The Commission discovered that, in 1947, an inspection of the Tuam Home was carried out by an inspector from the Department of Local Authority and Public Health, named Alice Litster. (She was quite a formidable persona; she is included in the Dictionary of Irish Biography, which states that she was forthright in her critique of the Mother and Baby system.) She denounced a system that marginalised Irish women and turned their offspring into “infant martyrs of conscience, repugnancy and fear”. 

Before she carried out her investigation of Tuam Home, she issued an excoriating report on the Bessborough Mother and Baby Home. She recommended closing it to all public children's patients. The Home was closed for over a year, and the matron in charge was replaced. Litster was not afraid to speak out.

The Commission of Investigation quoted extensively from Litster’s comprehensive 1947 report on Tuam. She found that the children received good care and that the nuns were careful and attentive. She reported that excellent diets were available. She noted that the medical doctor responsible for the Home had a keen interest in the welfare of the children, their progress and their diet. (She thought that the advice and assistance of a younger doctor should be available – Dr Costello was 80 years old at the time.) Ninety per cent of the children were found to be in good health.

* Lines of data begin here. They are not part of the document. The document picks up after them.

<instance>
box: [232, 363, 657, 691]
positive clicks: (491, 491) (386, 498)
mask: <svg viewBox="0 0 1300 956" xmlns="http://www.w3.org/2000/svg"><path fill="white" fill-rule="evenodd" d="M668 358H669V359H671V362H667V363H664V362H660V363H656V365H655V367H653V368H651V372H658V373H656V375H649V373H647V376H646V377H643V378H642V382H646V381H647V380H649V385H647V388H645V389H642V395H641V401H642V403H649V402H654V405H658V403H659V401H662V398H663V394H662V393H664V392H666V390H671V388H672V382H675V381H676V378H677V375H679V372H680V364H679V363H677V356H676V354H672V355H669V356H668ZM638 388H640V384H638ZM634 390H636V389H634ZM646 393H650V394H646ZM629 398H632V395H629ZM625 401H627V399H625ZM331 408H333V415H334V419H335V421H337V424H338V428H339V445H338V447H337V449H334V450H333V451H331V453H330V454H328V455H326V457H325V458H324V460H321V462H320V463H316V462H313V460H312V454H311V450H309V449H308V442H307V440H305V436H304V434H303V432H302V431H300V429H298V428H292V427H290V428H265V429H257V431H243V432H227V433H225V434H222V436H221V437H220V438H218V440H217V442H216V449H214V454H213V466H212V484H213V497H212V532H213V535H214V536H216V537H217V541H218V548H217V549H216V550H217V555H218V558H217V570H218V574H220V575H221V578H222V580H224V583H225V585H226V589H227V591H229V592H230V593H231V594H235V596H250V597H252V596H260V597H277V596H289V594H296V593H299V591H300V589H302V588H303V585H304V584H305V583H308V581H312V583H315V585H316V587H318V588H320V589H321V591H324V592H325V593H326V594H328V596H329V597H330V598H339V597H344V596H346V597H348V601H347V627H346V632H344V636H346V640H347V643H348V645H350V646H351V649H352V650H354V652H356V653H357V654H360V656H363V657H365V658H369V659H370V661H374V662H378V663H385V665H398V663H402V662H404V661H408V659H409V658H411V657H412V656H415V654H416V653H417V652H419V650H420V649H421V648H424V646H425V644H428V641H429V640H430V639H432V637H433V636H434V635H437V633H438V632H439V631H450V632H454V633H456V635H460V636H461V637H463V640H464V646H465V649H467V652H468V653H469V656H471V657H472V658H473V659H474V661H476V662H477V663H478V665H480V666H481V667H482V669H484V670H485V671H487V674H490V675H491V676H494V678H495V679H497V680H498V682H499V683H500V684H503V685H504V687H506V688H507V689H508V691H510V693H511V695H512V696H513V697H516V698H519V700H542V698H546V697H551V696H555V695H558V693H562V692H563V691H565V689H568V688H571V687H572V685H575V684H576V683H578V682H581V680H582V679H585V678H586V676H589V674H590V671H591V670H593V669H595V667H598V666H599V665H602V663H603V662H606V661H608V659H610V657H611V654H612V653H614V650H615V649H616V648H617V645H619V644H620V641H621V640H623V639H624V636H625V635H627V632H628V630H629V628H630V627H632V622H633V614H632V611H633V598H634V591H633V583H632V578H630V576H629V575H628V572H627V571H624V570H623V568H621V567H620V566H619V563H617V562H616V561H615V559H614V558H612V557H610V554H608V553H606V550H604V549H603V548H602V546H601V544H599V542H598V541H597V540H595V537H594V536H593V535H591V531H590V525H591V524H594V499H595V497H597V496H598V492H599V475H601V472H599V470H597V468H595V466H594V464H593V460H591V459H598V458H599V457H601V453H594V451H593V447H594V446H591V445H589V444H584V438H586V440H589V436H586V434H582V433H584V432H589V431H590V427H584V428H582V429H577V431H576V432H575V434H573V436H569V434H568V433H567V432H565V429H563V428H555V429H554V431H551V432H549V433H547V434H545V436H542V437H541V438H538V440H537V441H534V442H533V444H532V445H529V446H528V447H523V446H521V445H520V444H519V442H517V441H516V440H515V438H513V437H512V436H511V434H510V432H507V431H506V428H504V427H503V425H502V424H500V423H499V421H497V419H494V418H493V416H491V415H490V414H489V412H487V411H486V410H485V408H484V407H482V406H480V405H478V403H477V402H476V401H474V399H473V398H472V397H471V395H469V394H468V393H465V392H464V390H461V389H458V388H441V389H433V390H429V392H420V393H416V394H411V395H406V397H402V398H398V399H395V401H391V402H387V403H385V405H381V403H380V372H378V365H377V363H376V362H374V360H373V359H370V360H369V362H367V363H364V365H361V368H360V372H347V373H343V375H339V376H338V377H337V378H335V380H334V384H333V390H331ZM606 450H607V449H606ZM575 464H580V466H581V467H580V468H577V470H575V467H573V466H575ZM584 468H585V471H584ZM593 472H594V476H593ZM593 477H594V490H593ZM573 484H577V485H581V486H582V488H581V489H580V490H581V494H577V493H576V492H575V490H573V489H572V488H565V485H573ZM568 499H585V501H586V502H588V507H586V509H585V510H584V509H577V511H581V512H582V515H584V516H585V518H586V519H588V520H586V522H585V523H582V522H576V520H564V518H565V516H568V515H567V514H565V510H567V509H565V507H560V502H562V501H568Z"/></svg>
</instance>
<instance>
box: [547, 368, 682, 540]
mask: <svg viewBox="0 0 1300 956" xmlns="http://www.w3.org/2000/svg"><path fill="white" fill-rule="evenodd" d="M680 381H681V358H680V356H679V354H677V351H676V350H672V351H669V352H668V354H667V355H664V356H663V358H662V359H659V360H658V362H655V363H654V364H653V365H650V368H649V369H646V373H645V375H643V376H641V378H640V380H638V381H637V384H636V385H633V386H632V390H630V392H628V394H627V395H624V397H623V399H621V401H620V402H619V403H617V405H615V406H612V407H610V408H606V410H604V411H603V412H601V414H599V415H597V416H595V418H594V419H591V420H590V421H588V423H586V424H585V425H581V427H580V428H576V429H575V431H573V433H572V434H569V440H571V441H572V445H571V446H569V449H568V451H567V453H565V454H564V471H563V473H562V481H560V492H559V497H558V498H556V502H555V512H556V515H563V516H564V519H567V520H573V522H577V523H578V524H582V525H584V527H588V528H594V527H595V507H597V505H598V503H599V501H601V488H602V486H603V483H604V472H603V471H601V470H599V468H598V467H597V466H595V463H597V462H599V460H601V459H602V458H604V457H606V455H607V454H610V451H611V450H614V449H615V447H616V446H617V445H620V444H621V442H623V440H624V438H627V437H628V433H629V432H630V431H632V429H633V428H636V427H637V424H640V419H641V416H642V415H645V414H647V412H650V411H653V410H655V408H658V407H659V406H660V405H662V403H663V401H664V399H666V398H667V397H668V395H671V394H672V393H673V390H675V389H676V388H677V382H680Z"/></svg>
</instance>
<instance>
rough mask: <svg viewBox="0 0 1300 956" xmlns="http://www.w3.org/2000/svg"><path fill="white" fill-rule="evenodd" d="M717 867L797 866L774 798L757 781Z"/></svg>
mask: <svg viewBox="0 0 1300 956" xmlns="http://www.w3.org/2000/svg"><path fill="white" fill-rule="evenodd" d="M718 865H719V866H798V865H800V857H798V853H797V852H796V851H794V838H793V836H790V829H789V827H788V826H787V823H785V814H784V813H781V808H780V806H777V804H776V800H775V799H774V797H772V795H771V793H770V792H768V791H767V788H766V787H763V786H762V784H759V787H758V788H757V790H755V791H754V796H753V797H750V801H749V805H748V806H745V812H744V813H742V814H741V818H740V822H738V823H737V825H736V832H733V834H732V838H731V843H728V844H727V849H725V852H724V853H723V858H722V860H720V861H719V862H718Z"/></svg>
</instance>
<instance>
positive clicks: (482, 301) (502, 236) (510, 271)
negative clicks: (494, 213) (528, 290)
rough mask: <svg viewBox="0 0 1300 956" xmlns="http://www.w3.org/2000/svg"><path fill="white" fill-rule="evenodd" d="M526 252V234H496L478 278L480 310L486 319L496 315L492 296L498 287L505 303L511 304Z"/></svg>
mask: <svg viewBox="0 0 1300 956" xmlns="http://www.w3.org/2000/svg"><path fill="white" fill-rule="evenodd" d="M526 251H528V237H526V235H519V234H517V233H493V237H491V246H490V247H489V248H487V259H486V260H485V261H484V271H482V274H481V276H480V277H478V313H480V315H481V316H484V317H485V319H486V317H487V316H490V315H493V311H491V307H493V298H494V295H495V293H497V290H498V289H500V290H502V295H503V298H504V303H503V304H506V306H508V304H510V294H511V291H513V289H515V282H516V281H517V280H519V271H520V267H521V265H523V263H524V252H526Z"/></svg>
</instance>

Litster’s report was consistent with an earlier inspection carried out by her predecessor, Dr Florence Dillon, who reported that the children are well cared for; weekly weight charts were kept in case of non-thriving infants and also case histories.

Litster was particularly exercised by the high mortality rates of infants in the Homes in general and particularly in Tuam. But she asserted unequivocally that it was not due to negligence or malnutrition. She believed that there was a constant risk of infection because of admissions of entire families, "itinerants, destitutes, evicted persons, etc., into the Children’s Home". She remarked that Dr Dillon had previously drawn attention to this in 1945. There was no isolation unit, which meant that children newly-admitted were mingling with others in the home, and there was no routine examination and testing for venereal diseases.

The construction of an isolation unit was widely seen as an effective means of reducing sickness and mortality. The matron appealed to the County Council - the owners and funders of the Home – for more funds to construct an isolation unit. This request was refused. An earlier inspection reported that the matron was also anxious to have central heating installed, as this would reduce infant mortality in the winter months. But that was also refused at the time.

Excavations carried out on the site cast further doubt on the accuracy of reports to date. An initial excavation was carried out in 2016 - the human remains it found were not in a sewage tank, but in a second structure with 20 chambers, which was built within the decommissioned large sewage tank (admittedly not a very dignified burial and acknowledged as such by the nuns.) The Office of the Director of Authorised Intervention Tuam (ODAIT) began an official excavation of the site in 2025. To date sets of infant remains have been recovered, all of which had been buried in coffins in a formal burial ground. They have issued a number of reports to date.

It would appear that the Bon Secours Sisters have suffered a serious miscarriage of justice with their reputation ruined. To date, journalists, politicians, and historians such as Diarmuid Ferriter, have not acknowledged the findings of the Commission of Investigation in relation to Tuam. Surely we owe the Sisters an apology.